Last week, I went on a date with one of those people whose pheromones just light up my brain. Science isn't even certain about the existence or effectiveness of pheromones in humans, but I don't have a better explanation for why some people's scent gets me all tingly and blushy, whether or not they're wearing cologne/perfume and whether they've just showered or just had sweaty, athletic sex with me.
Anyway. We had a lot of fun on our date. We talked for hours over 3 drinks (I know I'm really enjoying talking to someone if I find myself ordering more and more things just because I don't want to leave yet!). We went back to my place and kissed in my bed as I laid on top of him, grinding my whole body against his, savoring the sensuality of a great makeout. Then he stripped down and I gave him a slow, sensuous blowjob while he gripped my hair at the roots, guiding my head in an insistent rhythm that got me giddy and subspacey.
After, we cuddled for a while until he had to leave – after which I pressed my face into the bed where he'd just been lying and inhaled deeply, engaging in one of my most treasured and time-honored post-date rituals. I hadn't gotten off during our hookup (by choice – he would've been more than happy to help me out if I'd wanted that), so my desire and arousal were cranked way up, and his pheromones hit me like a drug. I brought myself to orgasm with a wand vibe and then lay there, sated and blissed out, traces still hanging in the air of the man I'd been thinking about.
The sweet, woodsy scent lingered into the next morning, and its impact on me was such that I had to jerk off again soon after waking, thinking about his lips, his hands, his cock. I felt like I was 23 again, a horny monster, an unabashed perv.
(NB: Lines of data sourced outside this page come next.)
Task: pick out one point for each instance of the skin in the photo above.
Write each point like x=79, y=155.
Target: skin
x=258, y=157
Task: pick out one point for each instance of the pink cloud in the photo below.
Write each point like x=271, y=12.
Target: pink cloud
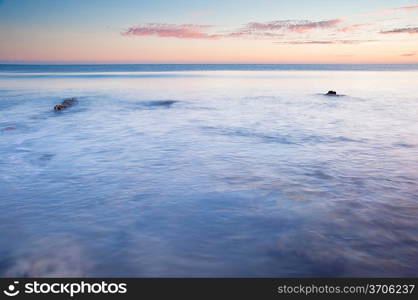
x=183, y=31
x=327, y=42
x=408, y=54
x=410, y=30
x=293, y=25
x=396, y=9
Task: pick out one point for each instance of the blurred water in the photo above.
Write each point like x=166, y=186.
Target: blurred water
x=209, y=173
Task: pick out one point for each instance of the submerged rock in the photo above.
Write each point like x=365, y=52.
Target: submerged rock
x=162, y=103
x=65, y=104
x=331, y=93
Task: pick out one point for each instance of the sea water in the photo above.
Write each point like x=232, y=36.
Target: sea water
x=209, y=170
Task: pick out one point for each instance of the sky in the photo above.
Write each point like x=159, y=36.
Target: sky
x=227, y=31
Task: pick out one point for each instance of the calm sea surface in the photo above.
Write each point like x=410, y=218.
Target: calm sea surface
x=209, y=170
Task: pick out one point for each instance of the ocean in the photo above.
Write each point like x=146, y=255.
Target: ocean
x=209, y=171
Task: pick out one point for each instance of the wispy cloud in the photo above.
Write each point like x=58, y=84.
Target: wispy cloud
x=354, y=27
x=257, y=30
x=201, y=13
x=408, y=54
x=410, y=30
x=396, y=9
x=292, y=25
x=327, y=42
x=183, y=31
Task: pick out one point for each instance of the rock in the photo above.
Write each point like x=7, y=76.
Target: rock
x=331, y=93
x=65, y=104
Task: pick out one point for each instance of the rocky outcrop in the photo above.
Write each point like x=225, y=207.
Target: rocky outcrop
x=65, y=104
x=331, y=93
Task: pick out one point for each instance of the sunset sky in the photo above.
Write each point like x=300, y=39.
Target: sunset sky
x=227, y=31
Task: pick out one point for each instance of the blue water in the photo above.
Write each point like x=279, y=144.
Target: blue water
x=207, y=170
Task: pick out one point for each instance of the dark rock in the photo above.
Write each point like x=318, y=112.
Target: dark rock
x=162, y=103
x=65, y=104
x=331, y=93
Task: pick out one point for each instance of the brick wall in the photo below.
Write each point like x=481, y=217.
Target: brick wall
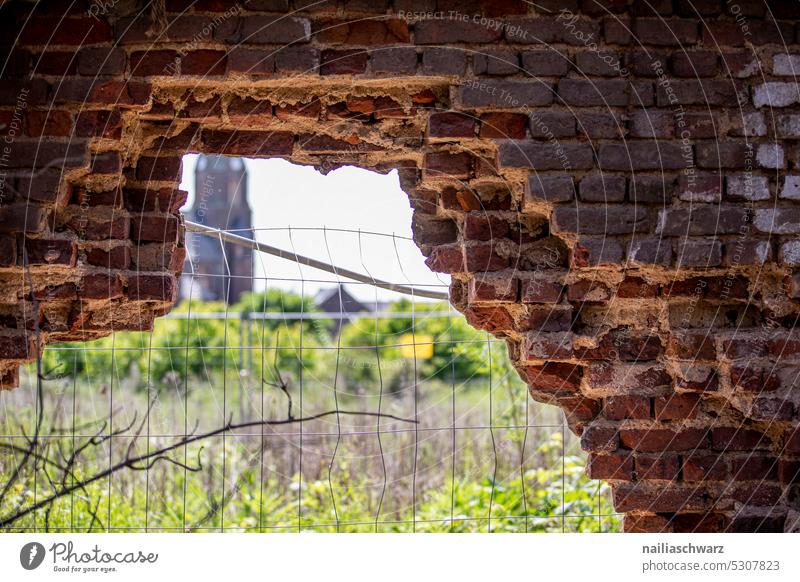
x=613, y=186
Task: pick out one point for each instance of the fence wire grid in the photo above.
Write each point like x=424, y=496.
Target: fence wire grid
x=271, y=414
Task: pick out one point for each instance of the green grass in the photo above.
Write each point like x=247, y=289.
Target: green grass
x=525, y=473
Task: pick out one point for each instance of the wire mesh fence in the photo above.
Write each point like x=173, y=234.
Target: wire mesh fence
x=271, y=413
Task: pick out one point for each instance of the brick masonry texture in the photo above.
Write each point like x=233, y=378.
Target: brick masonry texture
x=613, y=187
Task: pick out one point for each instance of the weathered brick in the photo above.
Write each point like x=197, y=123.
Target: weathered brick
x=545, y=156
x=617, y=466
x=616, y=219
x=676, y=406
x=503, y=125
x=504, y=94
x=657, y=439
x=451, y=124
x=550, y=188
x=644, y=156
x=602, y=188
x=627, y=407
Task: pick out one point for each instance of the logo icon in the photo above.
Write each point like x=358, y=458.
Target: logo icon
x=31, y=555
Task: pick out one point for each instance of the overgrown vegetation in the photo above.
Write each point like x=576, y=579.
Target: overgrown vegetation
x=480, y=457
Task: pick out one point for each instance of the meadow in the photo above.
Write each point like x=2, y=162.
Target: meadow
x=446, y=443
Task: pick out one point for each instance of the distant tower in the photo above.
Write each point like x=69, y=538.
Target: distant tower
x=220, y=201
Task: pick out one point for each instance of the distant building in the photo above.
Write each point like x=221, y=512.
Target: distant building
x=217, y=271
x=336, y=300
I could've texted him about it. "My sheets still smell like you and I touched myself to the memory of you coming down my throat." Most men would be thrilled to receive a message like this, I imagine. But I played it cool (comparatively) and texted, "The way you touched me last night really turned me on. I'm still thinking about it." It was an understatement, and I knew that because, the moment I hit send, I once again pushed my face into the pillow where his head had lain and felt my cunt throb as I breathed in.
It's a very good sign if I find myself jerking off to the memory of a date in the hours or days after it ends. It doesn't usually happen. I have been on a lot of dates that seemed good on paper, and sometimes even ended in good sex, but did not leave me feeling like a feral deviant for days. Someone being an engaging conversationalist and a competent fuck doesn't guarantee I'll want to mainline their pheromones and touch myself wishing my hand was theirs. I get along decently with a lot of people, but it's actually quite rare that I feel a furnace-level lust for anyone, the kind that makes me want them to fuck my face and throw me around and make me scream.
It felt good to experience that again outside of my marriage (I felt this way about my spouse from the jump, which is one of the many reasons I married them). It reminded me that I can still be a primally sexual being, under all those layers of anxiety and pain and trauma and fatigue. To use a cliché so well-worn as to be criminal: it made me feel alive.
This is why I've always found it funny when guys complain about women stealing their hoodies (or whatever). True, no one should be non-consensually stealing anyone else's clothes – but if I ever asked a beau if I could keep their T-shirt, it would be because I wanted to huff it while thinking about them fucking me into oblivion. They might consider one measly shirt worth parting with, if they knew it'd enable me to think about them in unholy ways for days to come.